Вся тетрадь была исписана предложениями. Причем даты вверху страниц стояли разные. Ребекка писала снова и снова, что:
Нельзя кусать свою сестру.
Нельзя быть вероломной.
Нельзя говорить гадости.
Нельзя мучить кошек.
Нельзя в пылу ломать вещи.
Нельзя отрывать бабочкам крылья.
Нельзя распространять недобрые слухи.
Нельзя играть с мертвыми мышами.
Ужасный список не кончался. Я убрала эту страшную тетрадь обратно и вернулась в свою комнату, пытаясь найти во всем этом смысл. У меня в комнате опять стояла жара и духота и я вновь пожалела, что окно в комнате не открывается. Но я все равно подошла к нему и уселась на подоконник, чтобы полюбоваться видом. Сгоревшее дерево очень портило открывающуюся картину, которая могла бы быть прекрасной, не будь его.
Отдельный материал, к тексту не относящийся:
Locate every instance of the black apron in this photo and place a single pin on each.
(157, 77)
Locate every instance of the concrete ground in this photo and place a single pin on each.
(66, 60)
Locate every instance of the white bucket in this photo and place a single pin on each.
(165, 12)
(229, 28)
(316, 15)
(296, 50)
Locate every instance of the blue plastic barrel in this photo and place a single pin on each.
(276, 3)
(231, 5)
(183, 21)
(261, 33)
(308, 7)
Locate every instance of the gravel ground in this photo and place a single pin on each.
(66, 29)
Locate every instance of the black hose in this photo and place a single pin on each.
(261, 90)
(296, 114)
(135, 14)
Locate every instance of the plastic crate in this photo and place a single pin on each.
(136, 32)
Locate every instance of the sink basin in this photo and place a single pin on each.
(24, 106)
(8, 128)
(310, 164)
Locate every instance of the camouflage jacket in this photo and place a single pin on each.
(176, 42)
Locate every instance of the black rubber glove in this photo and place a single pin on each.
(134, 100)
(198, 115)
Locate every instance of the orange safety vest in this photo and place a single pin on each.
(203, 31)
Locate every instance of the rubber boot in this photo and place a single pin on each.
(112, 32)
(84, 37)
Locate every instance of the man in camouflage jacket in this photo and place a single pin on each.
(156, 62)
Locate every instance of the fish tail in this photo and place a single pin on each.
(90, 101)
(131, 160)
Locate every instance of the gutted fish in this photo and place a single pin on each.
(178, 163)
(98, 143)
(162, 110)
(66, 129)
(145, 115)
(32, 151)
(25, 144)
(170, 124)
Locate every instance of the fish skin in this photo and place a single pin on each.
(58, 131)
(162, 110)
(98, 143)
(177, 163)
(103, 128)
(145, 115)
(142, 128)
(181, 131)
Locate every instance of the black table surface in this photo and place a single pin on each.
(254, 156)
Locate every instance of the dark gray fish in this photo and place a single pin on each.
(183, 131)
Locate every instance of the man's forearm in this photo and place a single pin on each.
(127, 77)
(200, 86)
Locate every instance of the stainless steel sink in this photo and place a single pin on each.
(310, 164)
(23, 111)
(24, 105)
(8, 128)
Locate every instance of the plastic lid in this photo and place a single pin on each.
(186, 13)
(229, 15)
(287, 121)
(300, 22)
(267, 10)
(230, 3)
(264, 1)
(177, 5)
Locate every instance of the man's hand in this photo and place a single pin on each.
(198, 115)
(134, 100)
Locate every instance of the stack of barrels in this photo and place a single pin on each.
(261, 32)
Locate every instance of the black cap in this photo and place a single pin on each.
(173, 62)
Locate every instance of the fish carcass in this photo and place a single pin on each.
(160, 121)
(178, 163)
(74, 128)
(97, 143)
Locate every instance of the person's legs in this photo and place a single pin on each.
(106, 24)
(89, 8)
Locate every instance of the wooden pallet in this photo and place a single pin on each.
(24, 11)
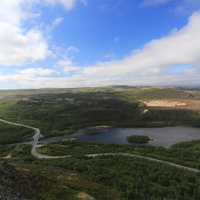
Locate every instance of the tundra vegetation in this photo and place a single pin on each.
(60, 112)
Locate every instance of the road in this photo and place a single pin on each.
(36, 154)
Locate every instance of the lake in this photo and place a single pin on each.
(165, 136)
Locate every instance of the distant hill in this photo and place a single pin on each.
(161, 93)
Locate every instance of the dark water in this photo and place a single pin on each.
(165, 136)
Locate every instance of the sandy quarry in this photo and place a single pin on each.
(161, 103)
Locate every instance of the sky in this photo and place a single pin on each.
(91, 43)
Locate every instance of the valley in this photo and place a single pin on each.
(116, 171)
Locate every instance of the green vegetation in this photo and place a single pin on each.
(138, 139)
(64, 111)
(185, 156)
(14, 134)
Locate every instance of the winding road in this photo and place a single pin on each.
(38, 135)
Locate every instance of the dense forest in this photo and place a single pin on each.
(111, 177)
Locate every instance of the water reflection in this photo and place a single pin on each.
(165, 136)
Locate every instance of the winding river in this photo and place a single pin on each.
(36, 154)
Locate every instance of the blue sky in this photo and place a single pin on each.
(87, 43)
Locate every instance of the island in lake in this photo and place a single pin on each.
(138, 139)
Дерево было просто ужасным, и я не понимала, почему дядя Джеймс не срубит его. Я увидела Лилиас, которая прыгала там, в саду вокруг дерева, не останавливаясь. У меня даже голова закружилась, когда я смотрела на неё.
Наконец, я решила выйти на улицу и заговорить с ней снова, но, когда я встала и вышла из спальни, она стояла на самом верху лестницы.
— А как… как ты оказалась там так быстро? — спросила я, не веря собственным глазам.